RanulfC said:
shockonlip said:
airrocket said:
My interest of late has shifted more towards the FDL7 SW deeply cooled rocket with the retractable inward inlet. It is a very unique design in the way it varies capture area and short inlet flow path. The RPV model is on my work bench at this time. Powered by SF ducted rocket. I like the FDL-7 inlet as it is retractable to reduce drag and clean-up the lower fuselage for glide and re-entry. Been awhile since I contacted Sannu if you a recent contact email PM me.
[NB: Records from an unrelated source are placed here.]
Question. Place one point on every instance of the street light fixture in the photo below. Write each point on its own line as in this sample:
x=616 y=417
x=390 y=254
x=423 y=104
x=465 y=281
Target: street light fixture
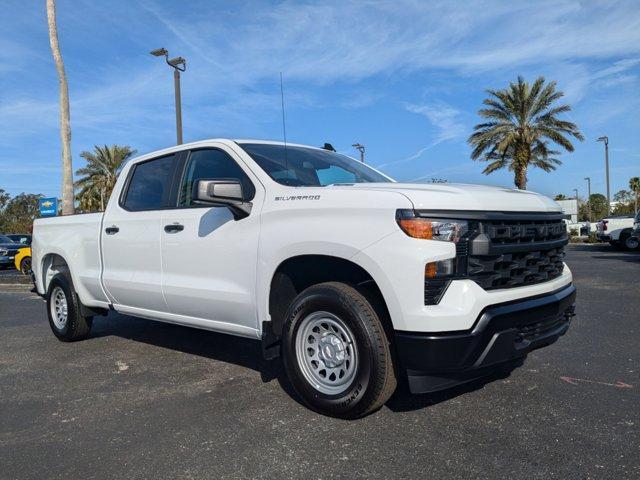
x=588 y=179
x=605 y=139
x=360 y=148
x=178 y=64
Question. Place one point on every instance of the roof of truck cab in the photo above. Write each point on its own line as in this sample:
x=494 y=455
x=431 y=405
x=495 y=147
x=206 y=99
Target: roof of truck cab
x=204 y=142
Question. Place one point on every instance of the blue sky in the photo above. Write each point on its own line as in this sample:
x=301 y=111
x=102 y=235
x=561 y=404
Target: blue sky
x=405 y=78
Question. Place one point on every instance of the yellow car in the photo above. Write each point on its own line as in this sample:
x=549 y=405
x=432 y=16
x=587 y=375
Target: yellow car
x=23 y=260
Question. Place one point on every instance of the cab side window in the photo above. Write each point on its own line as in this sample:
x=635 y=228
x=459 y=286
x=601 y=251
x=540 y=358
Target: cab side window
x=150 y=185
x=211 y=164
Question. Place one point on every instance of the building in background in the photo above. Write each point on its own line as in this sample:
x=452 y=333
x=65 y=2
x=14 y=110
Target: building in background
x=570 y=207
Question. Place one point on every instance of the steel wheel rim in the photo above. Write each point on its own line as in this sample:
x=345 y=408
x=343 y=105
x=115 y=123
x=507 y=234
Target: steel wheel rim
x=58 y=307
x=26 y=266
x=326 y=352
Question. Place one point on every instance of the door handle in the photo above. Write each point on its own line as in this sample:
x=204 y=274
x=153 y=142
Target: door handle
x=173 y=228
Great Thread keep it going!!!!!
Regards,
As far as FDL7 based vehicle is concerned, something like this?
Interesting concept SOL, but I'm trying to get a mental picture of how you'd do a 'drop-down' inward-turning?
Randy
HA! At first I didn't know who SOL was !!
So I ran across this design drawing in a technical paper I looked at during the weekend.
It immediately reminded me of airrocket's earlier post. He's the one that is more up
on it than I, but I jotted down some ideas below.
So the first thing, assuming that the inlet worked in a certain Mach number range when it
was lowered. And the FDL-7's boundary layer was handled, etc.
There would be two aspects:
1. On ascent, retracting the inlet once you were no longer breathing air.
2. On descent, perhaps you want to lower the inlet to breath air (assuming you have
fuel remaining to do that). You may not need to lower the inlet if you have adequate
cross-range from gliding flight alone due to the reduced drag of the inlet being
retracted. That is a key point, and could be one of the main reasons the inlet is to
be retracted, namely cross-range on reentry.
For raising the inlet, there is the transient flow conditions (but I would suspect that
raising a inward turning inlet is like a fixed inward turning inlet, at a nonzero and varying
angle of attack - all inlets have to handle that - within limits of course), and the loads on
the mechanism that raises the inlet, and temperature issues caused by the flow, and the seals
to close off the inlet when it was raised. Also perhaps handling the heat of the inlet when it
is up inside the vehicle. I'm sure there are other aspects as well.
For lowering the inlet, there are transient flow conditions, and the loads, temperature issues,
and getting the inlet started, but then you can control at what Mach numbers you lower it.
So I'm not sure what aspect of this you are having a hard time visualizing.
Even a fixed inward turning inlet has to deal with off-axis flow (yaw, pitch, roll), within
certain limits of course. Outside those limits, the inlet isn't expected to function well.
The inward turning is a function of the inlet alone. There is no fuselage impact here,
except for the fuselage boundary layer, which does have to be dealt with, but I weaived
my hands in the air earlier saying I assumed we dealt with that in the design of the inlet
when it was lowered.
There are the nasty shock/boundary layer interactions we have to be careful of, but we'd
look at that stuff when we designed the inlet.
Maybe it would be a lot harder than we thought.
Did you want to explore these above kinds of issues, or were you thinking of something else?